Transitioning into high-value-added sectors and preparing for a change in demographics are priorities of the NDS 2017-22. The authorities expect a significant drawdown in the number of expatriate workers during the course of the NDS 2017-22, with estimates that around 500,000 may return to their home countries following the completion of infrastructure projects for the World Cup.

In addition, the profile of expatriate workers in Qatar is moving away from predominantly blue-collar occupations into professional roles, with some 150,000-200,000 highly skilled workers and their dependents projected to arrive.

Next Steps 

This will lead to a change in the structure of demand for a range of goods and services. More generally, however, preparing the economy to attract such highly skilled workers will be a major challenge for the NDS 2017-22. This will necessitate a renewed focus on reforms to the policy environment as opposed to infrastructure investments.
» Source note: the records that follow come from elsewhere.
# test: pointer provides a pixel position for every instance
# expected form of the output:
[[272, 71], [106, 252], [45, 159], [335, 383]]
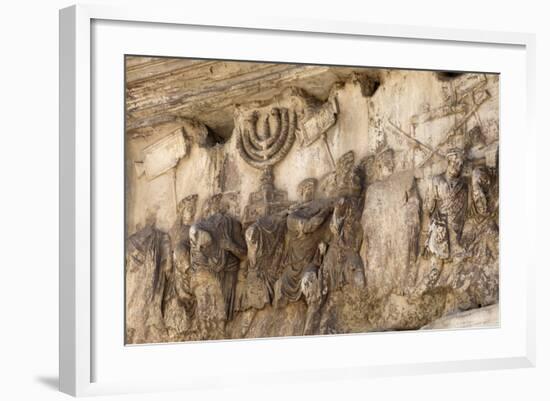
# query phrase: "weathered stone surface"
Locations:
[[483, 317], [267, 200]]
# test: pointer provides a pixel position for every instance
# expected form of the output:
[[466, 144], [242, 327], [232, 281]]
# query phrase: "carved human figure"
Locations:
[[306, 228], [348, 182], [448, 200], [217, 247], [148, 263], [180, 306], [448, 206], [343, 264], [480, 276]]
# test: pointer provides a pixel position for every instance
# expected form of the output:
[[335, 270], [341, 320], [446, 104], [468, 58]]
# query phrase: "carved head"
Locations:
[[187, 207], [345, 163], [306, 189], [267, 178], [151, 216], [455, 161]]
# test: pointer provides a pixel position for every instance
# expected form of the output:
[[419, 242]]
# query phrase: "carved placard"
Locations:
[[164, 154], [319, 123]]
While improvements to the business environment were already a primary goal for the NDS 2011-16, a good deal of work is still to be done in this area. Despite a new foreign investment law in October 2016, a number of barriers to entry for would-be foreign entrepreneurs remain. As a result, reforms to company ownership, a new legal framework for public-private partnerships, reforms to bankruptcy laws and the continued implementation of a single window for regulatory approvals may be high on the agenda of the new plan.

Shifting priorities, and the economic blockade imposed on Qatar in mid-2017, have also raised questions relating to food production and self-sufficiency in the country. Concerns over food security persist throughout the GCC and wider region due to low rainfall, and the solution will likely come from public-private partnerships.

“Along with government support, the development of Qatar’s food security will also heavily rely on strong private sector participation,” Abdulrahman Al Khayarin, CEO of Widam Food, told OBG. “The country is currently investing in expanding its farming and production facilities, which will place the kingdom on the right path to self-sufficiency.”

In general, the focus of the NDS 2017-22 is likely to be on regulatory and rule reform, and on improvements to the policy environment. Simplifying procedures, streamlining ministries and agencies, and strengthening capacity in the public sector are likely to emerge as new priorities. Particularly, coordination between departments is need of strengthening. It is possible that oversight and evaluation of the NDS 2017-22 will be shifted away from the MDPS and into a dedicated entity within the prime minister’s office. This could be useful in creating a delivery unit that can intervene in struggling projects.

The Road Ahead

The NDS 2017-22 must oversee a transition in economic development away from a “building” phase and towards a “use” phase. Capital investments will likely continue to feature heavily in the period leading up to 2022, but long-term planning goals are already looking beyond the current pipeline and towards a more sustainable future.

Such a future would make the country less input driven. Rather, this will likely lead to an increasingly high-value-added, knowledge-based and well-integrated economy within global markets. Achieving this will require incentivising the private sector, overseeing a change in the labour mix, and putting together the right policies, rules and regulations.

This would be no small order for a six-year plan. However, with the experiences of the first NDS behind it, the government now appears to have a solid foundation on which to build the NDS 2017-22.